Début mars, le SPW a finalement abandonné sa plainte car Florian a retiré le logo de sa voiture. Cette blague a quand même coûté 500 euros de frais de justice au Courcellois.

Jacques Englebert, avocat et professeur à l’ULB en droit des médias, indique que cette action, introduite par le SPD, vise à obliger Florian à cesser d’utiliser le logo "sur lequel il n’a pas de droit, avec en plus une demande de dommages et intérêts pour le préjudice qu’aurait subi le SPW. Je ne vois pas très bien où est le préjudice, mais c’est leur problème."

Peut-on détourner un logo comme on le souhaite ? 

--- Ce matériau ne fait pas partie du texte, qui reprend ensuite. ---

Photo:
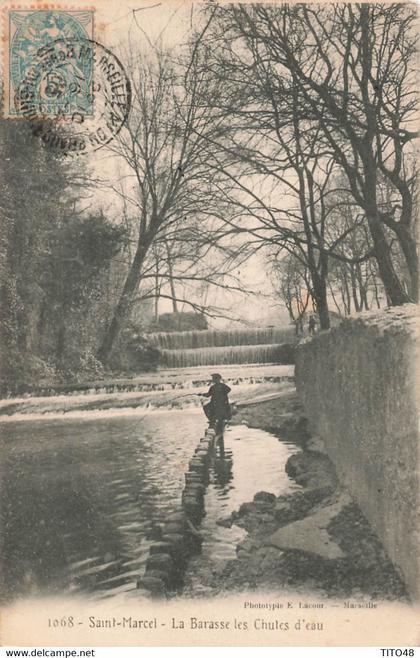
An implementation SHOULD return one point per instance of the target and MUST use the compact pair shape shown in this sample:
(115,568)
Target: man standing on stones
(218,409)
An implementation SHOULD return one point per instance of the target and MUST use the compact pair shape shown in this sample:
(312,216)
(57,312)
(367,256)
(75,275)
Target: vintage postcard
(208,327)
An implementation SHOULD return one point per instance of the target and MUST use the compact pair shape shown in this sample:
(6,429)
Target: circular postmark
(76,95)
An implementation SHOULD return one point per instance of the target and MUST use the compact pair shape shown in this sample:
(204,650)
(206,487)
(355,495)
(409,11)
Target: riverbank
(314,540)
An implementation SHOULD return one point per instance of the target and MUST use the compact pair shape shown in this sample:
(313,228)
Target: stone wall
(358,386)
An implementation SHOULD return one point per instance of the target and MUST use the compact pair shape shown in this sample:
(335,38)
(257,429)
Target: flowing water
(185,340)
(202,356)
(253,461)
(81,496)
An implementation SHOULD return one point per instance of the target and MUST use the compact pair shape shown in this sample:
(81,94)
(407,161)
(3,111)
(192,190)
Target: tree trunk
(171,279)
(157,292)
(409,249)
(121,311)
(320,294)
(393,288)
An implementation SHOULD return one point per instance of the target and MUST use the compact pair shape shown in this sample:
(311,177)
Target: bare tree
(277,170)
(352,67)
(167,183)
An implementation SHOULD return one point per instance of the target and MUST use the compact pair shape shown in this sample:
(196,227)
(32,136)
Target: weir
(212,356)
(200,348)
(185,340)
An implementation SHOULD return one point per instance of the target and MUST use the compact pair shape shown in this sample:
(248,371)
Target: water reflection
(249,461)
(79,499)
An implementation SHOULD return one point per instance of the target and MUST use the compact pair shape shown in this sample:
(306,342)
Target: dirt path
(315,539)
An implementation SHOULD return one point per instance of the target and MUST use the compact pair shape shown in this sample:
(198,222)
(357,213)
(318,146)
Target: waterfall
(188,340)
(212,356)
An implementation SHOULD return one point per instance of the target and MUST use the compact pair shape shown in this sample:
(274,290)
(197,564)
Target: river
(81,497)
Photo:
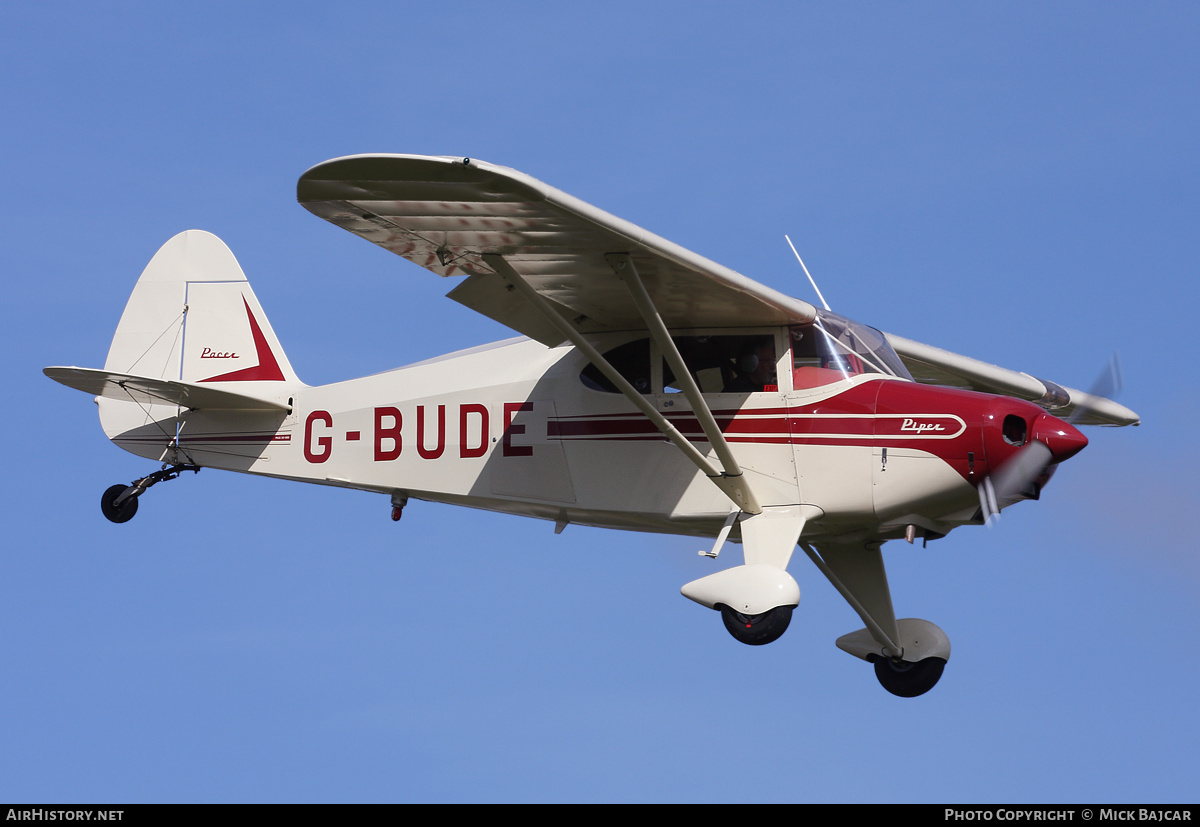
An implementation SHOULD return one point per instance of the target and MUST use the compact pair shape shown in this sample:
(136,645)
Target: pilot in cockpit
(754,370)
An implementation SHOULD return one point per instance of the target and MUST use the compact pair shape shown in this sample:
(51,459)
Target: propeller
(1050,441)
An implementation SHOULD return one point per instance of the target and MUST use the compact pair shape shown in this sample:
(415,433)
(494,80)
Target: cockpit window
(834,348)
(631,360)
(725,364)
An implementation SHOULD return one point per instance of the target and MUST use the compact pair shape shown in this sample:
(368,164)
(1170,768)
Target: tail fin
(192,317)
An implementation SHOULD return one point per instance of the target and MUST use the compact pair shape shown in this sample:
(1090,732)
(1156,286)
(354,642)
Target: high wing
(936,366)
(445,214)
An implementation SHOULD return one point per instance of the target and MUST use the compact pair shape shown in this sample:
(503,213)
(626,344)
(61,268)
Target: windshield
(834,348)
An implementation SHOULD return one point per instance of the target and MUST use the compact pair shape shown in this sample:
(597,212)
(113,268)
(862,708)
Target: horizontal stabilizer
(147,390)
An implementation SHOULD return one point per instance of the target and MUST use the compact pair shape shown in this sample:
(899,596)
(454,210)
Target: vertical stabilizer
(193,317)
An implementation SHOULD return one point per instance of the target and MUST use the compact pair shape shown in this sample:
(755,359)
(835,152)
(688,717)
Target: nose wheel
(119,502)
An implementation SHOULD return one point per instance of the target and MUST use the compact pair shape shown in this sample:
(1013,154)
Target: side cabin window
(631,360)
(720,364)
(725,364)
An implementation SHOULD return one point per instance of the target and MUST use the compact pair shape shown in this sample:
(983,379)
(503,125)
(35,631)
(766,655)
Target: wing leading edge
(445,214)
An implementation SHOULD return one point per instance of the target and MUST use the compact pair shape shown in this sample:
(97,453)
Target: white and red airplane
(651,389)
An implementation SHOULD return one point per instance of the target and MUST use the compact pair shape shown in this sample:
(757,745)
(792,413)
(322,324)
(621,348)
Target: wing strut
(733,485)
(623,265)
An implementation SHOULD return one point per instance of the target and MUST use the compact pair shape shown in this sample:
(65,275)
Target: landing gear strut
(120,502)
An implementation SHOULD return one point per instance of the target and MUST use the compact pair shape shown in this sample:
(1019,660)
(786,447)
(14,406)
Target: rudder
(193,317)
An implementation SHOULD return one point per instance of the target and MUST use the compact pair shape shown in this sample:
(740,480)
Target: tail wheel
(909,679)
(757,629)
(123,513)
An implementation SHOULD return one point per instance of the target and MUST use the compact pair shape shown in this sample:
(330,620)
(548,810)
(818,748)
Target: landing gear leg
(120,502)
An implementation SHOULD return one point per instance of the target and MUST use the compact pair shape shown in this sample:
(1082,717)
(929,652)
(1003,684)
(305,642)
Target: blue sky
(1014,181)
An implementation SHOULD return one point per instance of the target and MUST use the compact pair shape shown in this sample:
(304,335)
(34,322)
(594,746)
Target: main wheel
(909,679)
(123,513)
(757,629)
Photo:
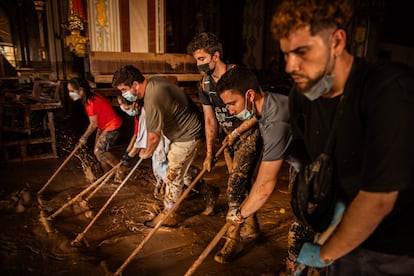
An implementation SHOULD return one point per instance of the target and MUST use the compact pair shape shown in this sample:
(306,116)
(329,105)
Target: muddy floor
(27,249)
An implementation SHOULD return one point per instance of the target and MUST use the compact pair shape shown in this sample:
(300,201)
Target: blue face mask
(205,68)
(128,95)
(131,112)
(245,114)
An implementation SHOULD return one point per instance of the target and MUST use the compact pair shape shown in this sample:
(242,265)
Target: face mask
(128,95)
(245,114)
(320,88)
(74,96)
(205,68)
(131,112)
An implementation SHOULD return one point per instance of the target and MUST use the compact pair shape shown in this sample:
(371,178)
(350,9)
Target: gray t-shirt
(274,126)
(170,110)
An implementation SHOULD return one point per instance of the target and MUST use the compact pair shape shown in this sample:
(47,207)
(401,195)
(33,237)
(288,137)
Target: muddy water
(26,248)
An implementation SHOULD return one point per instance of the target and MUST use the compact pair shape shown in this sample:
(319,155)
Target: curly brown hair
(207,41)
(319,15)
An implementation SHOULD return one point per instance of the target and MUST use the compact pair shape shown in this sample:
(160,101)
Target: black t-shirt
(374,148)
(208,96)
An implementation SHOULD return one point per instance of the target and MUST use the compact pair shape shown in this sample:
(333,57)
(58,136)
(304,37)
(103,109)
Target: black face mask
(205,68)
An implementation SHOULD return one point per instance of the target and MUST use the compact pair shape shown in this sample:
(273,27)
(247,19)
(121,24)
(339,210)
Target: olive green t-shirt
(170,110)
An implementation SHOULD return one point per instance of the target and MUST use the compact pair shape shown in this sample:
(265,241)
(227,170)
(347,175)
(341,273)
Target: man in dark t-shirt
(373,155)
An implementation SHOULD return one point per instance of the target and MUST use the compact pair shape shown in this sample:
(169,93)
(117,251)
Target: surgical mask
(320,88)
(131,112)
(74,96)
(128,95)
(205,68)
(245,114)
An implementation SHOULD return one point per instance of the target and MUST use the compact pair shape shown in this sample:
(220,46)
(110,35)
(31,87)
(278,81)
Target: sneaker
(171,221)
(229,252)
(210,196)
(250,229)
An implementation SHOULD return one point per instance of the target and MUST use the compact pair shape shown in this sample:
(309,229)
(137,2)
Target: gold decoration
(76,43)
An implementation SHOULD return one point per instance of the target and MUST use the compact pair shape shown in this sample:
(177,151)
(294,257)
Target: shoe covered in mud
(171,221)
(211,194)
(250,228)
(159,191)
(232,247)
(121,173)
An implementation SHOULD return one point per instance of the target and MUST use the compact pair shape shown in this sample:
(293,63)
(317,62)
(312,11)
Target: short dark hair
(207,41)
(78,83)
(127,75)
(239,79)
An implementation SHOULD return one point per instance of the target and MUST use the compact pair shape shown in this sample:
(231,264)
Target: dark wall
(187,18)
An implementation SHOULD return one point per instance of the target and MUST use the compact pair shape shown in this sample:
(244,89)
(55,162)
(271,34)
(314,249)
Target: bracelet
(239,215)
(235,133)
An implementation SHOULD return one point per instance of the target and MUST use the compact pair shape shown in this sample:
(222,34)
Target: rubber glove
(208,161)
(232,137)
(125,159)
(234,216)
(310,255)
(83,140)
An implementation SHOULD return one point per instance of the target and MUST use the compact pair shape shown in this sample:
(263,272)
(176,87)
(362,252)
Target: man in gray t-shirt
(169,112)
(272,112)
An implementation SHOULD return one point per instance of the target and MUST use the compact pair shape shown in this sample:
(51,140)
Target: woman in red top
(102,118)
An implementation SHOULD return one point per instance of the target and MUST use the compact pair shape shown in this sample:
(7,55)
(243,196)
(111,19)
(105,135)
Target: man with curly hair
(243,138)
(373,155)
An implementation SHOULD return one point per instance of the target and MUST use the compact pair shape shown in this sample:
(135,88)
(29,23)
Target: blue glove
(310,255)
(234,216)
(83,141)
(125,159)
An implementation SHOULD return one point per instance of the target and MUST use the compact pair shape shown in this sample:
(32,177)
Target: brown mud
(27,249)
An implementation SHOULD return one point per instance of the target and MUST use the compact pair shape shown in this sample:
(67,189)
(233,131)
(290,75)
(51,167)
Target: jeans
(180,156)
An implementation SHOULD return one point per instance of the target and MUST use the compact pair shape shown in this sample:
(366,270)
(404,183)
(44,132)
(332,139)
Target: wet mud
(27,249)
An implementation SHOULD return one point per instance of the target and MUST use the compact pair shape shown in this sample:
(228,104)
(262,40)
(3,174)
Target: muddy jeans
(180,156)
(245,153)
(103,141)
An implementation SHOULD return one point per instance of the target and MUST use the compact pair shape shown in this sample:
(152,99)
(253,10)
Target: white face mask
(245,114)
(74,96)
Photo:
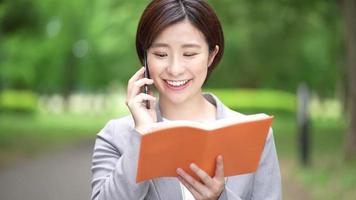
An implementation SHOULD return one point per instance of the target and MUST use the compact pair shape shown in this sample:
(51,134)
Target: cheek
(199,65)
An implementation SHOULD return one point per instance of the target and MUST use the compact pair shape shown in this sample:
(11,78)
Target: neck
(197,109)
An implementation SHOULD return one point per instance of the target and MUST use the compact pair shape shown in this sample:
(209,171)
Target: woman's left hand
(211,188)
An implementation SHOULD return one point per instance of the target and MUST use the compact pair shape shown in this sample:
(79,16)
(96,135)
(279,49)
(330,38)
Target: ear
(212,55)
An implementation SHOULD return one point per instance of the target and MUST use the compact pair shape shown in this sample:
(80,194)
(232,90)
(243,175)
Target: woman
(183,41)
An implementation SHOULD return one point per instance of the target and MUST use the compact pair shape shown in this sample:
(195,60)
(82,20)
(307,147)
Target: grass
(25,136)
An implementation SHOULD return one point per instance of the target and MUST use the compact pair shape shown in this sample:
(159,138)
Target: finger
(135,88)
(207,180)
(190,188)
(219,171)
(191,181)
(139,74)
(140,100)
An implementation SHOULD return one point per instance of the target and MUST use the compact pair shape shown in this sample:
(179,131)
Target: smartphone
(147,75)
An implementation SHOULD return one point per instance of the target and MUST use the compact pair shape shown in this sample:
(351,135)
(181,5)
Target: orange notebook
(176,144)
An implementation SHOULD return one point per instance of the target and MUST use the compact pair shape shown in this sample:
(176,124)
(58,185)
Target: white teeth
(176,83)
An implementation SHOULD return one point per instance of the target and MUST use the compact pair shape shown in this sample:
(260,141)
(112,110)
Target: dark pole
(303,124)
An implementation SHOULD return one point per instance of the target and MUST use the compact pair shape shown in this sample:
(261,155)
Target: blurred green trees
(66,46)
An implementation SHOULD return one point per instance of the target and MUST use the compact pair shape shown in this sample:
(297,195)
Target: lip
(177,88)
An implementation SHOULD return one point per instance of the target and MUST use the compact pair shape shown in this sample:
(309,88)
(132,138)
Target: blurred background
(64,66)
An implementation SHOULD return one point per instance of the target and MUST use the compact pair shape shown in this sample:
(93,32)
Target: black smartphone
(147,75)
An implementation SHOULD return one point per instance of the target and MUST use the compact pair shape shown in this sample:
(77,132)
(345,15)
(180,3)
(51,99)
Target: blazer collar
(221,109)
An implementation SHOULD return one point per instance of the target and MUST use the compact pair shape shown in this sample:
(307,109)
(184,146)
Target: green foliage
(81,45)
(18,101)
(257,100)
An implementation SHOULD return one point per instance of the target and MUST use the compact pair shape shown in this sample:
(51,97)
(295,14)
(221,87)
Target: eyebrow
(189,45)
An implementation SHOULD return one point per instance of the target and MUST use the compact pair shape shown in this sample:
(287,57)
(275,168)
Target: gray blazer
(114,165)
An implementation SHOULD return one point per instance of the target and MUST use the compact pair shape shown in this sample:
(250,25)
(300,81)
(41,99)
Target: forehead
(181,33)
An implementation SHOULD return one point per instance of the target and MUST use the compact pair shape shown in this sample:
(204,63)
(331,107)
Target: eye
(160,55)
(189,54)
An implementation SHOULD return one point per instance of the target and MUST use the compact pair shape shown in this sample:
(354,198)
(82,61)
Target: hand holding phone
(147,75)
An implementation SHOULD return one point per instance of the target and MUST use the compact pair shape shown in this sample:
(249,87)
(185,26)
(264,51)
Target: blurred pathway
(66,175)
(60,175)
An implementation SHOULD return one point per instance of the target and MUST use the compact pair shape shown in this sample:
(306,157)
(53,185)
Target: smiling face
(178,61)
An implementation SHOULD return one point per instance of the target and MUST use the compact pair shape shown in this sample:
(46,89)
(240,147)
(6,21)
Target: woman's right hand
(135,101)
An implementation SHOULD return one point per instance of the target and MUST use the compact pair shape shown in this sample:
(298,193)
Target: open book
(175,144)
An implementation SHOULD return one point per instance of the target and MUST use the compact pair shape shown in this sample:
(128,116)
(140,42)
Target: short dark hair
(160,14)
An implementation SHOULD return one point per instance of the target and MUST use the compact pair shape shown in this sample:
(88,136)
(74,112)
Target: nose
(175,67)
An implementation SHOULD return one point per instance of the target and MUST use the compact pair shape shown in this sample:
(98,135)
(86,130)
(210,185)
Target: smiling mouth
(177,85)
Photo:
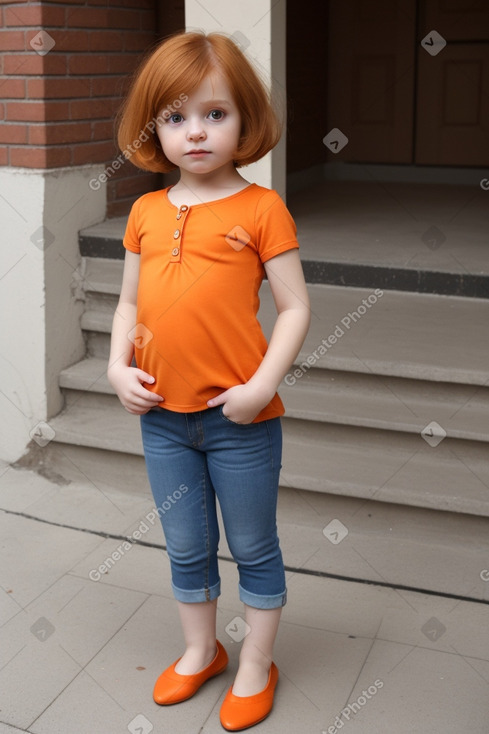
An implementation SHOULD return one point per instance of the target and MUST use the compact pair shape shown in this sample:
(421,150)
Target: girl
(205,382)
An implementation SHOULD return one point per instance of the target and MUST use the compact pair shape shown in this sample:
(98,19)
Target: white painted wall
(259,27)
(41,213)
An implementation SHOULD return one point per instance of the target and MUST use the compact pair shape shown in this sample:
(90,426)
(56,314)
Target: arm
(128,381)
(244,402)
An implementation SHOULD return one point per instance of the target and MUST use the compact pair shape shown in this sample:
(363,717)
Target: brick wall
(65,70)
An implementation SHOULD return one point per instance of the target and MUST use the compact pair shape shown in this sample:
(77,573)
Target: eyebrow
(210,102)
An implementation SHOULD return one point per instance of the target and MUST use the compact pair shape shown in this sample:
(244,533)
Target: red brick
(12,41)
(105,41)
(69,40)
(108,86)
(84,109)
(124,19)
(13,133)
(12,88)
(103,130)
(88,64)
(56,133)
(38,111)
(84,17)
(138,41)
(52,88)
(34,64)
(123,63)
(22,16)
(93,153)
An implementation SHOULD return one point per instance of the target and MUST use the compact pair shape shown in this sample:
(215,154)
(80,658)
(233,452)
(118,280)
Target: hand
(242,403)
(128,384)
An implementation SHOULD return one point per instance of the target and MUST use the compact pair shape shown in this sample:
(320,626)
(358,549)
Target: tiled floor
(80,650)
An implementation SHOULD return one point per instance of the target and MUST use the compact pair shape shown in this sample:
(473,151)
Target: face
(202,137)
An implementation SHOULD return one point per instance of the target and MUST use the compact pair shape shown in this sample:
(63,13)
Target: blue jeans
(191,459)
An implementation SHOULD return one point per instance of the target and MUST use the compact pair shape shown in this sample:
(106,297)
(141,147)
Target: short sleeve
(275,228)
(131,235)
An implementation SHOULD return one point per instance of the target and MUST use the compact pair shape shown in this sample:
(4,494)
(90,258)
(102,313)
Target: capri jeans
(194,458)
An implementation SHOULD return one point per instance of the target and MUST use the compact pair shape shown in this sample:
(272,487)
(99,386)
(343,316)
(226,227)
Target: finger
(144,376)
(218,400)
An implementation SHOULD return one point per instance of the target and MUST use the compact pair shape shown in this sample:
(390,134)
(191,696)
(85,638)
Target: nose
(196,130)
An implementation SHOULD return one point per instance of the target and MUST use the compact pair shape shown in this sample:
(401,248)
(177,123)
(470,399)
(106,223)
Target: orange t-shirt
(201,269)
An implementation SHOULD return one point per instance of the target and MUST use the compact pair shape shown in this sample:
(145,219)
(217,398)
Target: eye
(216,114)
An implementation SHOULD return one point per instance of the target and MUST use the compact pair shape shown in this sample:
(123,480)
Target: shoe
(241,712)
(171,687)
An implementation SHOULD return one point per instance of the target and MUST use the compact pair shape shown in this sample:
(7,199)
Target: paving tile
(119,681)
(422,690)
(32,560)
(48,644)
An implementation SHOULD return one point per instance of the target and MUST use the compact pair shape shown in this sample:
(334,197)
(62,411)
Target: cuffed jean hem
(197,595)
(262,602)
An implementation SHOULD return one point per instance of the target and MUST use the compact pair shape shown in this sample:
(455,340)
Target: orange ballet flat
(241,712)
(171,687)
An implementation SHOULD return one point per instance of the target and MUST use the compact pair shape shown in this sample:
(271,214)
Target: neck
(220,180)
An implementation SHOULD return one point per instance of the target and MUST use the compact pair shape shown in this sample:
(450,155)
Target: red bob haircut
(170,74)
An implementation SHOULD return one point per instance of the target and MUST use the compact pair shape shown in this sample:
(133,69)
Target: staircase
(392,411)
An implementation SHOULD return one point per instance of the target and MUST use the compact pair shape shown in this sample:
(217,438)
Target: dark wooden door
(409,82)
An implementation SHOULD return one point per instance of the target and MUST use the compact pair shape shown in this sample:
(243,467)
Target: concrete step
(444,552)
(410,335)
(376,233)
(347,399)
(343,460)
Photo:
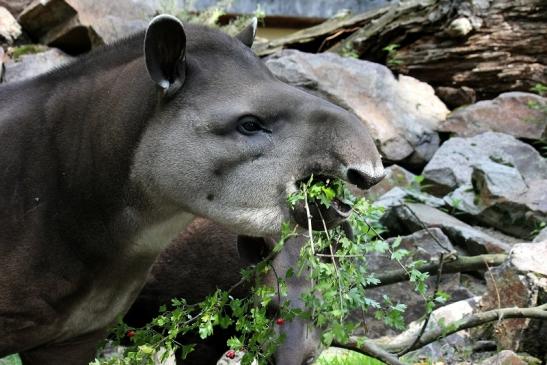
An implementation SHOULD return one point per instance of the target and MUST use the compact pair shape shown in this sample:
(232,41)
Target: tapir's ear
(247,35)
(165,51)
(252,250)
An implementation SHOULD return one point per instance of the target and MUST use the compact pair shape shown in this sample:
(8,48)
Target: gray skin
(185,270)
(105,160)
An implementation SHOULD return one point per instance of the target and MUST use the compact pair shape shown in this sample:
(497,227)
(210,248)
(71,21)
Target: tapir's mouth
(320,216)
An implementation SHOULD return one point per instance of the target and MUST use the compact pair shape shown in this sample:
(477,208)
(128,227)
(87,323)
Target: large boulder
(33,64)
(412,217)
(424,245)
(452,165)
(402,113)
(505,357)
(398,196)
(10,30)
(520,282)
(522,115)
(75,26)
(499,197)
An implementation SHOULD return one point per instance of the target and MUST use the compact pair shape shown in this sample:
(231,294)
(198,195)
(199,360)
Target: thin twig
(333,263)
(428,315)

"En général, celui qui a une marque considère que son logo est protégé et va voir d’un mauvais œil un tiers le contourner ou se l’approprier. Et en général, il va agir pour faire cesser cette pratique qu’il considère comme illicite, à condition qu’il puisse établir le droit qu’il a sur ce logo", explique Jacques Englebert.

"Celui à qui on va reprocher d’avoir contourné le logo, va pouvoir éventuellement invoquer sa liberté d’expression en disant 'Ok, vous avez votre logo, mais j’ai le droit de m’exprimer'. Tout dépendra de l’objet de son expression. Si c’est pour se moquer du SPW, cela me paraît un peu court pour justifier le contournement d’un logo." 

Un logo peut donc être détourné, mais certaines conditions doivent être rencontrées. L'objectif poursuivi va notamment être évalué.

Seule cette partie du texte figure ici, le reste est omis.